Labour party:

The Postwar Years

In 1945 the party won an overwhelming electoral victory, and Attlee became prime minister in Labour's first majority government. The new government nationalized the Bank of England, the fuel and power industries (coal, electricity, gas, and atomic energy), transportation, and most of the iron and steel industry. It also enacted a comprehensive social security system, which included a national health service. In the areas of colonial and foreign policy, it granted independence to India and Pakistan, Burma (Myanmar), and Ceylon (Sri Lanka), and allied itself with the United States in a strong anti-Communist posture.

Faced with postwar shortages and the problems of reconstruction, Attlee's government encountered severe financial difficulties, despite American assistance. Rationing continued to be a necessity, economic recovery was slow, and the cost of rearmament increased the strains on the economy. The government barely maintained its majority in the general elections of 1950, and the following year it was defeated by the Conservatives.

During the long period of opposition that followed (the Conservatives were returned to power in 1955 and in 1959), the Labour party argued and almost split on questions of disarmament, aid to developing countries, and furtherance of socialism at home.

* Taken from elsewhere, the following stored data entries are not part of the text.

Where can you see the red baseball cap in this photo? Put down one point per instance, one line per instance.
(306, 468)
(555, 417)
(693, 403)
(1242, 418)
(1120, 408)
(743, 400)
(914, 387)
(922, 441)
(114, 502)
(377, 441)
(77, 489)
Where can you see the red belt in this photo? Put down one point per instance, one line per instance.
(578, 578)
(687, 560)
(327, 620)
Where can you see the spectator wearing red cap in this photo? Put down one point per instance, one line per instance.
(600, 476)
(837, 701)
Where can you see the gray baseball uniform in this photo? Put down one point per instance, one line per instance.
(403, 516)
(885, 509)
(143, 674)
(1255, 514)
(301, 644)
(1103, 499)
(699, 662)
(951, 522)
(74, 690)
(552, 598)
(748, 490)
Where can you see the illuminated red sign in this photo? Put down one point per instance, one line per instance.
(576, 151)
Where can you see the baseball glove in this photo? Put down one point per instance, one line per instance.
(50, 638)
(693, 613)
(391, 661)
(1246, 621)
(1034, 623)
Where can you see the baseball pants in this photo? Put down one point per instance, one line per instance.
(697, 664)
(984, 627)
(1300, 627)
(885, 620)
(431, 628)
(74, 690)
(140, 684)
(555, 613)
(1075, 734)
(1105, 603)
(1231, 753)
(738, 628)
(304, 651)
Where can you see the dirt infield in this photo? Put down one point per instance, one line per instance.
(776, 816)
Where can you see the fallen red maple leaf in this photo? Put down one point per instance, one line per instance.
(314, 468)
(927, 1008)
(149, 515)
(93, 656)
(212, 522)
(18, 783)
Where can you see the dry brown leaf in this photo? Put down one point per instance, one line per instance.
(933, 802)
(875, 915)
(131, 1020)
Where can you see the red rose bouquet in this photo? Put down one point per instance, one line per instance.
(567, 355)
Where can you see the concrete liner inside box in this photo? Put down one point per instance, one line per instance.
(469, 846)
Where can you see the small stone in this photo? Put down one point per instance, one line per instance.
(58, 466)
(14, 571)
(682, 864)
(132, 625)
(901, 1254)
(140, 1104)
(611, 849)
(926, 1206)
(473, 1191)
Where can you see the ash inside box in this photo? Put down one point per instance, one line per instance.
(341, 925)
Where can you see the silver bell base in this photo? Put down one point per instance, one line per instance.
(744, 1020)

When Attlee and other elder leaders retired and Hugh Gaitskell became party leader, Aneurin Bevan, leading the left wing of the party, unsuccessfully contested Gaitskell's position. Although Bevan was soon reconciled with the party leadership, his supporters continued to urge a policy of diplomatic neutralism and unilateral disarmament, in addition to a strong socialist program. The party's right-wing, on the other hand, argued that prosperity had diminished the appeal of socialism to the average worker and that the party should adopt a broader, more pragmatic program. Gaitskell consolidated his position as leader in the early 1960s, and the party achieved a new solidarity.